1. Introduction
- Misunderstanding in person often arise
- A single message framed in different ways can lead to different conclusions.
- LLMs also have their frames → Humans' frame and LLMs' frame can be different
- prompt by human critically influences the quality of response
- An individual's unique frame of thought → challenging to assess the clarity of their questions and to align their frames with those of LLMs
Motivating Example
![](https://velog.velcdn.com/images/0404_not_found/post/734f058a-a669-42a7-b3c4-ab2a9197d252/image.png)
- Chain of Thought (CoT) → relying on user-led follow-up questions to correct its previous wrong answers
- When GPT-4 explains its reasoning, it appears that the model has several ambituities toward the questions.
- This ambiguity in question is recognized in benchmark (even challenging for human)
⇒ Reduce ambiguity and contextualize information in a way that aligns with the existing frame of the LLMs
Suggested Approach
- Let the LLM to rephrase the question and incorporate additional details for better answering
- Rephrased question tend to enhance semantic clarity and resolve inherent ambiguity
![](https://velog.velcdn.com/images/0404_not_found/post/d3c35df2-fbe0-41f6-b6f5-e468825ba47e/image.png)
- One-Step RaR → rearticulate the given question and respond in a single prompt
- Two-Step RaR → rephrasing LLM and responding LLM
- facilitates the transfer of rephrased questions from more capable LLMs to less advanced models
- CoT → augmentations either at the beginning or the end of a query
- RaR → directly modify the query itself → easily combined with CoT
- unsupervised and training-free
2. Rephrase and Respond
2.1 One-step RaR
"{question}"
Rephrase and expand the question, and respond
![](https://velog.velcdn.com/images/0404_not_found/post/762c5012-4f86-4c98-97a4-5f0c8cb6d2f8/image.png)
2.2 Two-step RaR
among Humans, a more detailed and precise question elicits in more accurate and decisive responses.
Rephrasing LLM prompt
"{question}"
Given the above question, rephrase and expand it to help you do better answering. Maintain all information in the original question.
Responding LLM prompt
(original) {question}
(rephrased) {rephrased_question}
Use your answer for the rephrased question to answer the original question.
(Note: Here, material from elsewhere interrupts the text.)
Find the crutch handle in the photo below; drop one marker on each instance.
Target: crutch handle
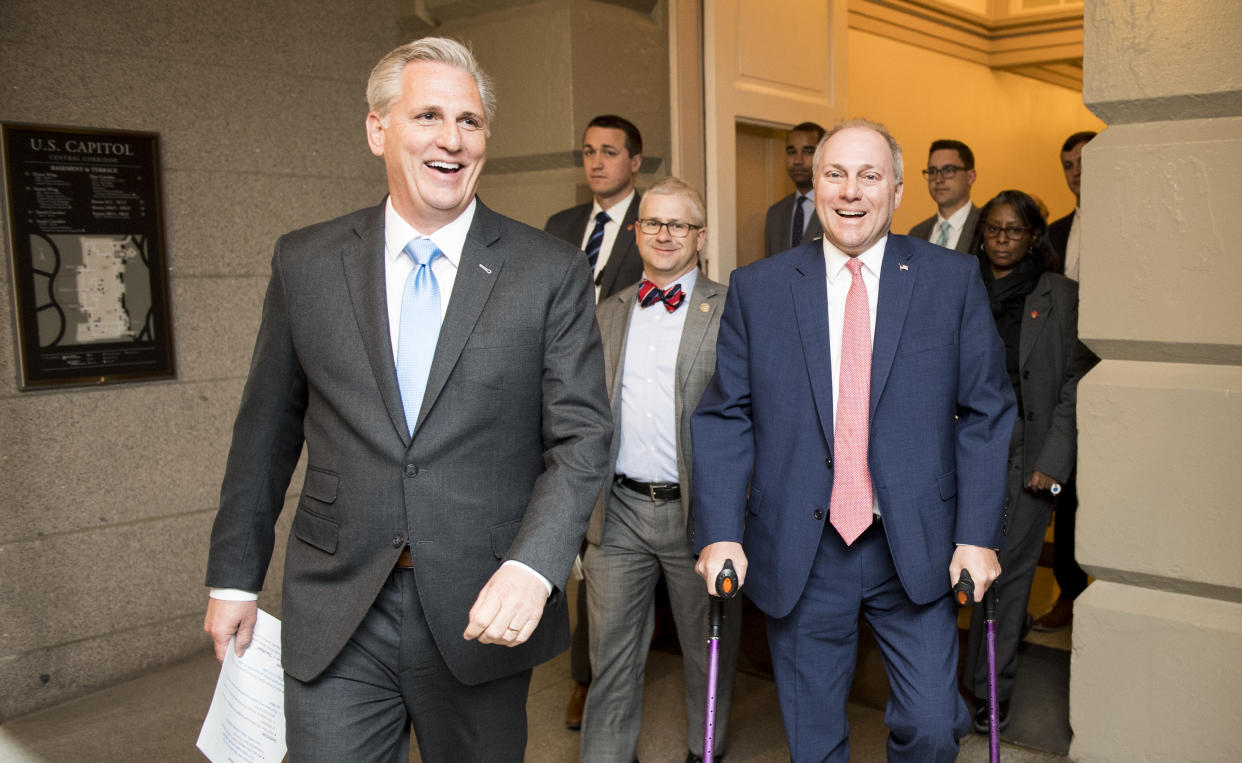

- These two models can be either the same or different models
- Rephrased by strong model (GPT-4) helps weaker model (Vicuna) to respond to the question
- By Rephrasing step, it can universally improve the question quality and enable a fairer comparison in benchmarks
- In two-step method, maintaining original context helps better understanding and prevents the possible divergence of LLMs from the original questions
![](https://velog.velcdn.com/images/0404_not_found/post/77fd7270-0c7a-462b-823b-3416343c77cc/image.png)
3. RaR Effectively Improves LLM Responses
The results are presented in four primary dimensions
- One-step RaR is a simple and effective prompt to improve LLM performances
- Two-step RaR effectively enhances the response accuracy of GPT-4 across diverse tasks
- LLMs, while all benefit from Two-Step RaR, have different proficiency in rephrasing questions
- a weak LLM can benefit more from a question rephrased by a strong LLM
3.1 Benchmark Tasks
Tasks
- Knowledge Classification
- Knowledge Comparision
- CSQA
- Date Understanding : Full dataset
- Last Letter Concatenation
- Coin Flip
- Sports
Rest tasks are performed with randomly drawed 220 questions.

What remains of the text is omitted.